IP Jones talked about the need for a labor-dedicated bank, especially after Wall Street banks failed unions and their pensions. He introduced a film describing the Bank of Labor and discussed other marketing initiatives such as a new website. He stressed that the bank is 60 percent owned by the International and some local lodges, and that its employees are represented by the United Mine Workers.
Ed Smith, President and CEO of the Union Labor Life Insurance Company, announced during his presentation that ULLICO will partner with the Bank of Labor by placing assets in the bank. “We are starting with a $10 million dollar deposit. That is just the tip of the iceberg. As we go forward, our relationship, our partnership between ULLICO and the Bank of Labor is going to be strong.”
Part of the Bank of Labor’s mission is to support the causes of organized labor. Smith said ULLICO has the same focus. “We put billions of dollars each year back into the labor movement, whether it is the Union Sportsmen’s Alliance, the National Labor College, American Rights at Work, or the Building Trades. Anything that the Labor Movement is in a fight on, ULLICO stands shoulder to shoulder with the Labor Movement, adding money and resources to support unions.”
Fred Meyers, Executive Director and CEO of the Union Sportsmen’s Alliance, also spoke in support of the Bank of Labor and Brotherhood Bank and Trust.
“We are a small organization, but I will tell you, every dime that this organization brings in goes through Brotherhood Bank. We are very glad to be a part of supporting the bank.”
A FORMER U.S. Air Force fighter pilot, Jeff “Odie” Estenship, spoke about his time flying A-10 “Warthogs” and what he has learned about safety over the years.
The NACBE guest speaker explained how failing to follow safety rules even once can lead to complacency, which can end in disaster. He said this is just as true for Boilermakers as it is for pilots.
“You know, I don’t go to bed at night and think that I am going to crash that big airplane. You know what keeps me up at night? It is the little things: inattention to detail, lack of focus, poor communication, complacency. It is failing to recognize all the hazards associated with work — somebody taking the short cut.”

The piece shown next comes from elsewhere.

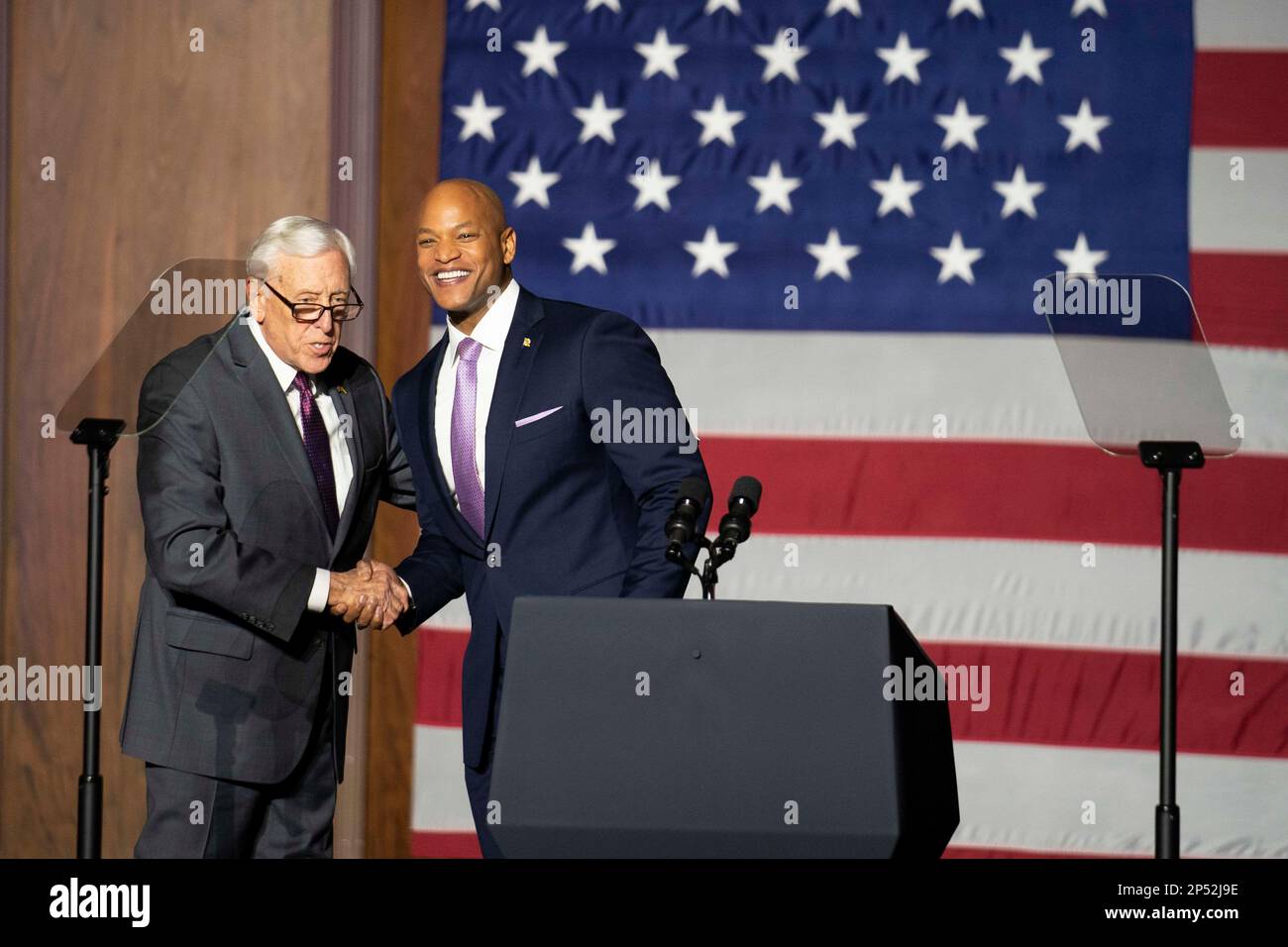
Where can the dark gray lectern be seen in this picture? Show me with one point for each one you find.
(711, 729)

Estenship said a safety shortcut led to the death of his brother and a friend when a private plane owned by Estenship crashed in Florida. That event spurred him to a career as a safety speaker.

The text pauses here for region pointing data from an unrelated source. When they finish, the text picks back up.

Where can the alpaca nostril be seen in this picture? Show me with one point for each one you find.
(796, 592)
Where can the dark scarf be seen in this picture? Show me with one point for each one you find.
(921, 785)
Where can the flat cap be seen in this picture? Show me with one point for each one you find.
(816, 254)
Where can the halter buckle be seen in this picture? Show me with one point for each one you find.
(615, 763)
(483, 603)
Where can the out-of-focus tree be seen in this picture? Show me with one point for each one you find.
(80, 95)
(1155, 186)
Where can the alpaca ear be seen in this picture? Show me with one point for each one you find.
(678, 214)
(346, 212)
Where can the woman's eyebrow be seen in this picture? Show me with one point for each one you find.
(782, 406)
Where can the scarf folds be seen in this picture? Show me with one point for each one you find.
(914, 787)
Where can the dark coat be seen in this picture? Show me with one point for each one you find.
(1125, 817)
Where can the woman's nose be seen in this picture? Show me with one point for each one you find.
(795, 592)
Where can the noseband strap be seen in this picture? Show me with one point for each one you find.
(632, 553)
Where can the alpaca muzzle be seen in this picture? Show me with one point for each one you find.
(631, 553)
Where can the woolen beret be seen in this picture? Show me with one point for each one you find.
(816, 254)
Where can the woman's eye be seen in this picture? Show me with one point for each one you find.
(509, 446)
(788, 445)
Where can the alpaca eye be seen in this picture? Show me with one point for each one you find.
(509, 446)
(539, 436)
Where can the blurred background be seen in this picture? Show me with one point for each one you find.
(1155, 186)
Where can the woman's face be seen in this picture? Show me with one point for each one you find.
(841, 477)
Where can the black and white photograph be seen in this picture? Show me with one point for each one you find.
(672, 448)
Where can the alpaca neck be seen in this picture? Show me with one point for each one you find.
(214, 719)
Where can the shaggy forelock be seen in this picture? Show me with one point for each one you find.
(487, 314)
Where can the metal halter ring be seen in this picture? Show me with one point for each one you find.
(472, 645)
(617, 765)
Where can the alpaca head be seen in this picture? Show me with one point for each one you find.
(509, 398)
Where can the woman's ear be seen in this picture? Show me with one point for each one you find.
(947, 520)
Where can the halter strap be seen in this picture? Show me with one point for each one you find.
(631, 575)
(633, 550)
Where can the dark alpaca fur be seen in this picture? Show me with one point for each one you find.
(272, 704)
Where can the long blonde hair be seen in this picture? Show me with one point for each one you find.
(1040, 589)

He emphasized the need to “set the bar high” for safety and to develop a culture of “approachability in the workplace” so that people are able and willing to speak out when they see poor safety habits.

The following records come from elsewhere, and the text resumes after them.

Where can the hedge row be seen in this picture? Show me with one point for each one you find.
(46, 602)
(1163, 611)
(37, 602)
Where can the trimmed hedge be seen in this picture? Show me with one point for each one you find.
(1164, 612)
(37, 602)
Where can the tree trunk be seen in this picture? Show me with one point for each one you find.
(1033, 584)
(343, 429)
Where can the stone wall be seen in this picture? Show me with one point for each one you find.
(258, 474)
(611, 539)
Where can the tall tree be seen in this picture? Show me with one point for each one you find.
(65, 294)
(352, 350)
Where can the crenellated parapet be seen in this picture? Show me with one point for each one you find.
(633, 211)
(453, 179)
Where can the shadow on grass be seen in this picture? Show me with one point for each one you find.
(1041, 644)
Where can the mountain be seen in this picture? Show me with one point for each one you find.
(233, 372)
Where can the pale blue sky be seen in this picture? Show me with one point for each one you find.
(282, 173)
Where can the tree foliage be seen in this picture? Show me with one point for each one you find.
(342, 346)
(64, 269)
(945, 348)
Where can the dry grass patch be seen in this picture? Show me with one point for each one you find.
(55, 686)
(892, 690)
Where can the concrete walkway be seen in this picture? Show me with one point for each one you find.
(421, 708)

WITH THE ECONOMY sputtering, the Boilermakers’ benefit plans continue to face challenges for investment growth. International Secretary-Treasurer Bill Creeden addressed the issue, as did National Funds Executive Director Rich Calcara, Marco Consulting Group representatives Jack Marco and Nick Trella, and Segal Group’s Tom Del Fiacco.
The discussion dealt with ways to best preserve the health of the funds in light of government regulations, lower man-hour numbers, and shifting financial markets.
Also discussed at the conference were developments in the nuclear power industry; MOST topics, including the MOST Boilermaker Delivery System; BNAP’s new Online Interactive Training System; changes to the Constitution and by-laws; financial reporting and invoicing; and the national agreements.
Additional topics included the Boilermakers National Health & Welfare Trust; the Boilermaker Archives; safety issues for U.S. and Canadian members; political and legislative developments; and plans for a new Local 146 (Edmonton, Alberta) training center.
A week-long training session for new business managers preceded the Construction Sector Operations conference, drawing 24 newly-elected lodge leaders.